Maybe They Thought It Was 'GTA: San Andreas'?

I watch the movie 'San Andreas' last night alongside my wife, who is always up for a Big Dumb Disaster Movie. (The irony is that she also loves to read about geology and vulcanology--half her enjoyment is derived from picking apart the terrible science.) This one has a lot of Big and a lot of Dumb, but I think what bothered me most about it was that it also had a lot of Lazy and a big chunk of Uninteresting, served with a side of Creepy.

The plot, for those of you who missed it, is that the Rock is a frankly terrible human being who steals a rescue chopper in the middle of a natural disaster, abandons his responsibilities to thousands of people in desperate need, and goes after his perfectly capable daughter who has already told him at the halfway point of the film that she's safe and looking for a way out of the city. Along the way, he loots a truck, illegally barters it to some perfectly nice elderly couple (leaving them holding the bag for the inevitable grand theft auto charges) for a light plane which he ditches in mid-air to crash God knows where, then jacks someone's boat. This is the hero. This is the sympathetic guy.

The unsympathetic guy is his ex-wife's new husband, who alerts rescue authorities to the daughter's danger instead of freeing her himself, then wanders around the movie for a while looking for something to do before getting squashed like a bug.

Oh, and Paul Giamatti is in the movie, although he's really not so much "in the movie" as he is "generally movie adjacent". He plays a seismologist who warns people about the earthquake, and we're told saves lives because some of the people listened. He does not interact with the protagonists or antagonists at all, and the movie would be absolutely no different if every scene he was in was excised completely. Which I'm sure he lobbied for hard.

The thing that's hard to get away from is the bizarrely solipsistic tone of the film. The massive 9.1 earthquake that devastates Los Angeles and San Francisco is only ever shown in long shots and convenient set pieces involving the main characters.
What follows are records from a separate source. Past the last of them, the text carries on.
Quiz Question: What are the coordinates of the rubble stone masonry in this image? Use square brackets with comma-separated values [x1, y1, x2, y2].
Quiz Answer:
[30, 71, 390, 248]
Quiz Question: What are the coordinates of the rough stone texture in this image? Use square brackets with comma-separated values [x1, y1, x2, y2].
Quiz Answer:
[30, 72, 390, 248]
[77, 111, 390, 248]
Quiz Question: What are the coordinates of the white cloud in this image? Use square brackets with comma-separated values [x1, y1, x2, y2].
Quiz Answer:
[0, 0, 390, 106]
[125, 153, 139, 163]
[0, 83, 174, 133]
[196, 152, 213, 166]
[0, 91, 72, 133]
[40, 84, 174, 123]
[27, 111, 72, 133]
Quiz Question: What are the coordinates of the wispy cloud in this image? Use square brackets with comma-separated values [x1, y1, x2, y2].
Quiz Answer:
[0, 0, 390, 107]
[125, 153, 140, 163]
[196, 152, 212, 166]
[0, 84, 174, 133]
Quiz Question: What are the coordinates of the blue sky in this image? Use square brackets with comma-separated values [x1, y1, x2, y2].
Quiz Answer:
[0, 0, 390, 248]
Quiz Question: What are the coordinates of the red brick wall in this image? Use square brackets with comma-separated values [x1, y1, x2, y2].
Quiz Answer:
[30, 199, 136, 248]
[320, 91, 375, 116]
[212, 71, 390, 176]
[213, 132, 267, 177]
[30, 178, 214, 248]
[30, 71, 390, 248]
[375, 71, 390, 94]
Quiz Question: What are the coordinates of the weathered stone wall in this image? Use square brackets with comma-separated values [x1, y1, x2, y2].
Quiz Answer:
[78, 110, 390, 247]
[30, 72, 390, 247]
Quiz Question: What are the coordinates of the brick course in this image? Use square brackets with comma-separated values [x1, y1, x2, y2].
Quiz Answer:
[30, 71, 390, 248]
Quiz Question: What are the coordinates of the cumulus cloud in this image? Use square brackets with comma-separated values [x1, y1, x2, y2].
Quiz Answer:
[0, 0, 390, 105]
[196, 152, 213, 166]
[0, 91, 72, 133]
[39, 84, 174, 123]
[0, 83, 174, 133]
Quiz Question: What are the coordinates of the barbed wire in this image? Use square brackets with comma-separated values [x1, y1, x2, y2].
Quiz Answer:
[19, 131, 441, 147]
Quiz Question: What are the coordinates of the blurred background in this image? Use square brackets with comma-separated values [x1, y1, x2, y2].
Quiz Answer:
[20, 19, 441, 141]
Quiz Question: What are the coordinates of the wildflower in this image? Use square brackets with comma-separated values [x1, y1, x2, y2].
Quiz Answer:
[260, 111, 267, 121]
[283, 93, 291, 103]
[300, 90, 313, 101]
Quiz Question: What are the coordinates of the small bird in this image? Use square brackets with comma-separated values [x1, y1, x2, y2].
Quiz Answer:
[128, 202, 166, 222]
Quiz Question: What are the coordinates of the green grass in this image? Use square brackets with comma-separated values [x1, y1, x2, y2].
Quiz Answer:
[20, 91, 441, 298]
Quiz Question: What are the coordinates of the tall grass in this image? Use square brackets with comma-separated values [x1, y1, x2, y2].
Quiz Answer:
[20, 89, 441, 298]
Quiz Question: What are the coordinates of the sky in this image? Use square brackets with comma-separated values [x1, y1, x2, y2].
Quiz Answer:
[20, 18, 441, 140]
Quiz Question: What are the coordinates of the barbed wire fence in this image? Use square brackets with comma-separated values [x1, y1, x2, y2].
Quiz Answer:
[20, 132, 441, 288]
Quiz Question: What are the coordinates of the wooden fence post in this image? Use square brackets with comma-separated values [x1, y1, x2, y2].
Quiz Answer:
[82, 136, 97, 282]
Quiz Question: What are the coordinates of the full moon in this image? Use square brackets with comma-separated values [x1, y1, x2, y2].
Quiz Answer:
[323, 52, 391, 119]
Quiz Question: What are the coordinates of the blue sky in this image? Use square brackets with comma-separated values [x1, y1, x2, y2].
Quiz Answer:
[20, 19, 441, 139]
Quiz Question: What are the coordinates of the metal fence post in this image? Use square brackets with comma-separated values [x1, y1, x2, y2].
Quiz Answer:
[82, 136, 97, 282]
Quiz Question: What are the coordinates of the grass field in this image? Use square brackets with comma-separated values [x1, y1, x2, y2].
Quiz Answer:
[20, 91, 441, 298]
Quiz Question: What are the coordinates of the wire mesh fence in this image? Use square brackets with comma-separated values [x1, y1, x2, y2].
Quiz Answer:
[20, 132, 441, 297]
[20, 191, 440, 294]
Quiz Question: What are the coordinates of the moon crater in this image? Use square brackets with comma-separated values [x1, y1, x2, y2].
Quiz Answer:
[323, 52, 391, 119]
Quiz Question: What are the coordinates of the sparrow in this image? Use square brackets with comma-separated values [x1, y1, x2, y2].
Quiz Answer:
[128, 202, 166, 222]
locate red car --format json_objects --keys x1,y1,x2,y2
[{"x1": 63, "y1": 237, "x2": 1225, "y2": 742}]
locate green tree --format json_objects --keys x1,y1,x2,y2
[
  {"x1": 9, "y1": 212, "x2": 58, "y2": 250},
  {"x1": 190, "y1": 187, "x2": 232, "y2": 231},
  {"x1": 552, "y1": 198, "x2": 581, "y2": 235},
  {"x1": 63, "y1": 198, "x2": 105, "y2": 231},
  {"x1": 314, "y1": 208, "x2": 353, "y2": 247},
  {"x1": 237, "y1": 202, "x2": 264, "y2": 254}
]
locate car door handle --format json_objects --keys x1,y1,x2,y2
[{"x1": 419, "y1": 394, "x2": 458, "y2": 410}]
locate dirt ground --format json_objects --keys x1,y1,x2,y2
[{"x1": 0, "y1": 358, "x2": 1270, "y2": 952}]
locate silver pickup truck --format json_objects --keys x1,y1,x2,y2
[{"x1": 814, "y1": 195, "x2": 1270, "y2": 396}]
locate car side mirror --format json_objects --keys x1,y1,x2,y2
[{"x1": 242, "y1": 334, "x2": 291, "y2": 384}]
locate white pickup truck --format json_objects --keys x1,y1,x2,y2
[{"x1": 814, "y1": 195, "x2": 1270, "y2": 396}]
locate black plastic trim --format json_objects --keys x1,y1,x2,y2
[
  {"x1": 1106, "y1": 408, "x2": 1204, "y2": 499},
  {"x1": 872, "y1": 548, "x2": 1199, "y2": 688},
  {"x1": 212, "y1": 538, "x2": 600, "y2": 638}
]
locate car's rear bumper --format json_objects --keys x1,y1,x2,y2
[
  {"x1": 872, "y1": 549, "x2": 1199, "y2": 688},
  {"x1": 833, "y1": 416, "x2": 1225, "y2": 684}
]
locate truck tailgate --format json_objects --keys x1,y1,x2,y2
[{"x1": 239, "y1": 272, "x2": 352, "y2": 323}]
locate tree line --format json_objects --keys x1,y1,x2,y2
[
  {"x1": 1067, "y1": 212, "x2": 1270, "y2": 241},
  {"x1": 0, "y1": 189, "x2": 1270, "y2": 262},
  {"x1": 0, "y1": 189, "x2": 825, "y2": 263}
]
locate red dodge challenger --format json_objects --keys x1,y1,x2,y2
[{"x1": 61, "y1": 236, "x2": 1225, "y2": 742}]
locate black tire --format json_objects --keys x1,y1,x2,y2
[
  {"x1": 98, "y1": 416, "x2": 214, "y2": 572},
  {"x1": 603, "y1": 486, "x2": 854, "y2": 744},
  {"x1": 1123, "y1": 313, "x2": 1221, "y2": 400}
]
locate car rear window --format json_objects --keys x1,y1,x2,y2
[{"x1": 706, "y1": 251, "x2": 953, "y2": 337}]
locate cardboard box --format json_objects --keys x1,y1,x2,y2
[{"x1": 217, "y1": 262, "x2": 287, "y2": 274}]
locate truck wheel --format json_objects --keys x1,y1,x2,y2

Everyone else, the entire population of both cities, is treated either as a convenient prop for the Rock to rescue, an obstacle to make their lives less convenient, or a faceless and panicky crowd to fill out the background while the Rock poses or Alexandra Daddario flirts with Hugo Johnstone-Burt. (Honestly, that may be the point of the otherwise entirely superfluous Giamatti scenes, to make people feel better about watching all the mass devastation with bland platitudes about people evacuating the city.)

I do think there's an interesting idea behind all this, believe it or not. I think you could make a movie that would be legitimately compelling about a rescue worker whose family is in the city he's helping save, one where he struggles with the moral dilemma of helping his loved ones or saving dozens of lives. But it would have to be a movie where the main character was actually aware such a moral dilemma existed, and the Rock's character is principally there to be steely determined and to Save the Girl.

(Who, again, would have been fine if he'd just told her at the halfway point, "You're doing great, keep right at it and let me know when you get to a refugee checkpoint!" instead of telling her to head directly into the middle of the burning collapsing city so that he could rescue her with the helicopter he stole.)

Watch it for the collapsing buildings, gleefully imagine the Rock being arrested afterward, and you'll feel okay about it all.